Media provided by Brando Babini ’23

Since its inception, TikTok has been a powerful platform for elevating trends. It has been particularly influential in popularizing certain aesthetics to audiences of all ages, races, and parts of the world. While TikTok’s expansive outreach allows creators’ work to be seen by a wide range of people, it also promotes trends and “aesthetics” that lead to poor body image, perpetuate unhealthy behavior, and improperly reinvent aspects of minorities’ cultures. 

Aesthetics are essentially different subcultures in which people share similar tastes in fashion, music, and even literature. They are denoted by different qualities, including color palette and makeup.  One popular aesthetic is the coquette aesthetic, which is characterized by feminine, dainty, and doll-like fashion. The word coquette means “a flirtatious woman,” and the aesthetic seeks to manifest this definition. Videos under the #coquette innocently present dangerous eating habits as part of the aesthetic, offering viewers low-calorie meals and promoting meal replacements. In doing so, they imply that thin figures are an integral part of the aesthetic, along with frilly ruffles and leg warmers. 

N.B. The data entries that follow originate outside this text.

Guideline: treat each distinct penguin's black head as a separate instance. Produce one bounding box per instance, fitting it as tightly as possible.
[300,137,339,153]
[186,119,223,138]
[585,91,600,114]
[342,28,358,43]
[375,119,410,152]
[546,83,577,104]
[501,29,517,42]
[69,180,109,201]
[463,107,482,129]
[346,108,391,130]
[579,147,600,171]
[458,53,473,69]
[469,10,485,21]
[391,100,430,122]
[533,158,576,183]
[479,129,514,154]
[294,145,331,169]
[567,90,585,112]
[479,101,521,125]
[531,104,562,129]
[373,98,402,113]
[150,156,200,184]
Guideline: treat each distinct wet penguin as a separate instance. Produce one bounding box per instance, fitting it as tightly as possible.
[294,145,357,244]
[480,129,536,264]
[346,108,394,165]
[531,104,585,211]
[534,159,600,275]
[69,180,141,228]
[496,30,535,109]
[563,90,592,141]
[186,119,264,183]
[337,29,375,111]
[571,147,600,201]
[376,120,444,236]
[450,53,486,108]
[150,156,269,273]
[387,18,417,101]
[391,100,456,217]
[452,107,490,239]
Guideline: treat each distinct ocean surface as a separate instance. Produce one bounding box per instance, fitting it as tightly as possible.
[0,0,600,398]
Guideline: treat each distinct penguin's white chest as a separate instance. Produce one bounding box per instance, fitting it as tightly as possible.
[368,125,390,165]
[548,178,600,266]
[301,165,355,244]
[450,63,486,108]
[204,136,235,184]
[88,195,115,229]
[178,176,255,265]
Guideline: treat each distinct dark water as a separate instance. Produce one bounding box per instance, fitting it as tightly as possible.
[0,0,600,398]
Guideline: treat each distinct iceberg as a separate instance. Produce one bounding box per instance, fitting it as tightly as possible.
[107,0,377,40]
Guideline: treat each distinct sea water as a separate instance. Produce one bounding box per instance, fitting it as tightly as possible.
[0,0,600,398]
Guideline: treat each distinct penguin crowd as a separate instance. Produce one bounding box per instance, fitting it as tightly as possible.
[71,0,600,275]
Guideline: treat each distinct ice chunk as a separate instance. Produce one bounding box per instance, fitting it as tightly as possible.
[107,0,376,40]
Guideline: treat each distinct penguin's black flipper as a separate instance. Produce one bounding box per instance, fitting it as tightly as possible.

This standard is further compounded by the aesthetic’s glorification of cigarette use. In coquette TikToks, girls are often seen with cigarettes hanging out of their hands and mouths, communicating little concern for the health consequences of cigarette use. Cigarettes are not only romanticized but also spotlighted as an effective and healthy way to lose weight. TikTok accounts that describe themselves as coquette depict cigarettes and coffee as meal replacements and appetite suppressants. Due to TikTok’s extensive outreach, these accounts’ promotion of disordered eating has influenced a large audience, including young people, who are significantly more likely to absorb misleading information that they find online. The romanticization of dangerously slim bodies and cigarettes is reminiscent of the 90s heroin chic era when models like Kate Moss were very transparent about their strict diets and the sacrifices of maintaining their “supermodel” bodies. It seems that such detrimental trends tend to come full circle every few decades, further infiltrating the minds and general well-being of young generations. 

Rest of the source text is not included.